State regulations require health plans to acknowledge provider disputes within 15 working days and resolve them within 45 working days. These requirements are designed to ensure that providers receive timely responses when contesting denied or underpaid claims.
Following an investigation covering January 2017 through December 2022, regulators found widespread failures by Health Net to meet these deadlines. During certain periods, the insurer failed to comply with required timeframes at least 95 percent of the time. In total, the DMHC documented more than 15,000 late dispute resolutions and over 19,000 late acknowledgments out of approximately 544,000 disputes submitted by providers.
The Department described these delays as a demonstrable and unjust payment pattern under California regulations. Importantly, regulators emphasized that operational challenges such as staffing shortages do not excuse noncompliance with statutory dispute resolution requirements.
Anthem Blue Cross Faces $15 Million Enforcement Action
Just days before the Health Net penalty was announced, the DMHC imposed a far larger enforcement action against Anthem Blue Cross. On January 30, 2026, regulators issued a $15 million penalty tied to longstanding deficiencies in the insurer’s grievance handling system.
According to the Department, Anthem repeatedly failed to properly identify expressions of dissatisfaction by patients as formal grievances. In many cases, the plan also failed to acknowledge or resolve grievances within required timeframes and did not include licensed professionals in quality assurance activities reviewing complaints. Regulators determined that these issues persisted for more than a decade despite previous penalties, corrective action plans, and regulatory oversight. The grievances involved serious matters including delays in care, claim denials, and balance billing disputes.
As part of the resolution, Anthem agreed to a multi-year corrective action plan that will extend through at least 2029. Compliance with the plan will be monitored by an independent third-party auditor who will report directly to the DMHC.

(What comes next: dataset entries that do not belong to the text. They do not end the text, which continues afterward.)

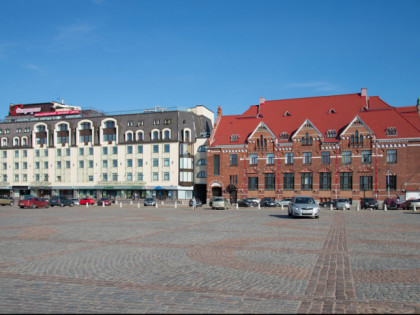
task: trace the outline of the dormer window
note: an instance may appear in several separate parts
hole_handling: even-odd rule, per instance
[[[313,138],[309,136],[308,133],[302,137],[302,145],[312,145]]]
[[[397,135],[397,128],[395,128],[395,127],[386,128],[386,135],[387,136],[396,136]]]
[[[292,116],[292,115],[290,115],[289,111],[286,111],[283,115],[283,117],[289,117],[289,116]]]
[[[331,108],[331,109],[328,111],[328,114],[335,114],[335,110],[334,110],[334,108]]]
[[[289,134],[284,131],[280,134],[280,140],[288,140],[289,139]]]
[[[234,134],[230,136],[230,142],[238,142],[238,140],[239,140],[238,134]]]
[[[334,129],[330,129],[327,131],[327,138],[335,138],[337,137],[337,131]]]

What This Means for Healthcare Providers
These enforcement actions suggest that regulators are paying closer attention to systemic failures in how health plans process disputes and grievances. Providers should view these cases as a reminder that delayed responses, misclassified disputes, and unresolved payment issues may represent broader compliance failures rather than isolated claim problems.

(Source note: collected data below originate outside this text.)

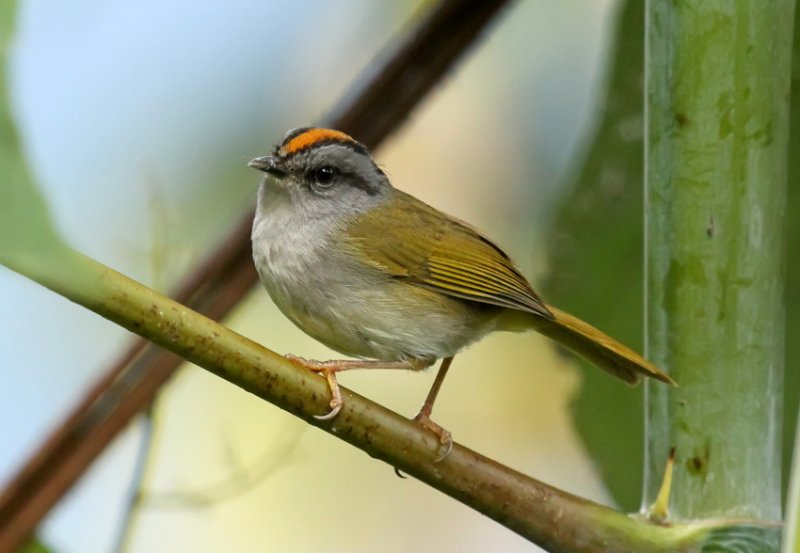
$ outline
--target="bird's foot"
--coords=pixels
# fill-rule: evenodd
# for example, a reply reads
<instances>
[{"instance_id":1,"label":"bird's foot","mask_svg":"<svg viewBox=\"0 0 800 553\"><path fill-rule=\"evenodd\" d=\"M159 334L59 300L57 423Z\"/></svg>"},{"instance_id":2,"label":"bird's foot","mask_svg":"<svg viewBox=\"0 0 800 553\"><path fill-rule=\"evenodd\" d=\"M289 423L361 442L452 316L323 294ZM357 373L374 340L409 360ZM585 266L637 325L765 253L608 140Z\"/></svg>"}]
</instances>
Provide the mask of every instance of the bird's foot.
<instances>
[{"instance_id":1,"label":"bird's foot","mask_svg":"<svg viewBox=\"0 0 800 553\"><path fill-rule=\"evenodd\" d=\"M324 415L314 415L314 418L321 421L327 421L338 415L339 411L342 410L342 405L344 405L344 400L342 399L342 390L339 388L339 382L336 380L336 373L340 370L343 370L343 367L341 366L342 363L340 361L316 361L314 359L305 359L304 357L298 357L297 355L292 355L291 353L286 355L286 359L295 365L305 367L306 369L316 373L321 373L323 376L325 376L325 380L328 381L328 388L331 391L331 410Z\"/></svg>"},{"instance_id":2,"label":"bird's foot","mask_svg":"<svg viewBox=\"0 0 800 553\"><path fill-rule=\"evenodd\" d=\"M414 417L414 422L427 428L439 437L439 444L440 447L444 449L444 452L436 458L434 463L441 463L447 459L450 452L453 451L453 435L450 434L450 431L433 422L430 415L426 413L424 409L417 413L417 416Z\"/></svg>"}]
</instances>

Healthcare organizations can take several proactive steps to protect their interests. Practices should document when insurers fail to acknowledge disputes within 15 working days or resolve them within 45 working days. Retaining written correspondence and claim documentation can help demonstrate patterns of noncompliance.

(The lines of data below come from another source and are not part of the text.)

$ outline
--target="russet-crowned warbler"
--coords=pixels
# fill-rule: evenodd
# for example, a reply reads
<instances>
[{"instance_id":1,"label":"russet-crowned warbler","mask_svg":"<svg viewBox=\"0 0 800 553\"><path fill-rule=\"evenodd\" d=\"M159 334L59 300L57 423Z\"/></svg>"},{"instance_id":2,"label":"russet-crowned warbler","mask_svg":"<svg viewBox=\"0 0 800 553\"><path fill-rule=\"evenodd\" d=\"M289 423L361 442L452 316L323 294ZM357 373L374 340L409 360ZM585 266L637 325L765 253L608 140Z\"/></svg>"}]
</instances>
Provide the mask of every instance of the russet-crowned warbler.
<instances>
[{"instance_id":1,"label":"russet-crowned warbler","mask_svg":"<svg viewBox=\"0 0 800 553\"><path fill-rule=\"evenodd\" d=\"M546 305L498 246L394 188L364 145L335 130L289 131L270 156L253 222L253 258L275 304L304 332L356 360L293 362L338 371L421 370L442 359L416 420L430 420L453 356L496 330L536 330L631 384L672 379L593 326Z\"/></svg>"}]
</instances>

Providers should also clearly designate submissions as formal provider disputes and follow up when plans attempt to classify them as simple inquiries. When repeated delays or misclassification occurs across multiple claims, escalation through internal payer channels or regulatory complaints may be appropriate.
As regulatory oversight continues to increase, providers who actively monitor dispute timelines and enforce their contractual rights will be better positioned to secure fair and timely reimbursement.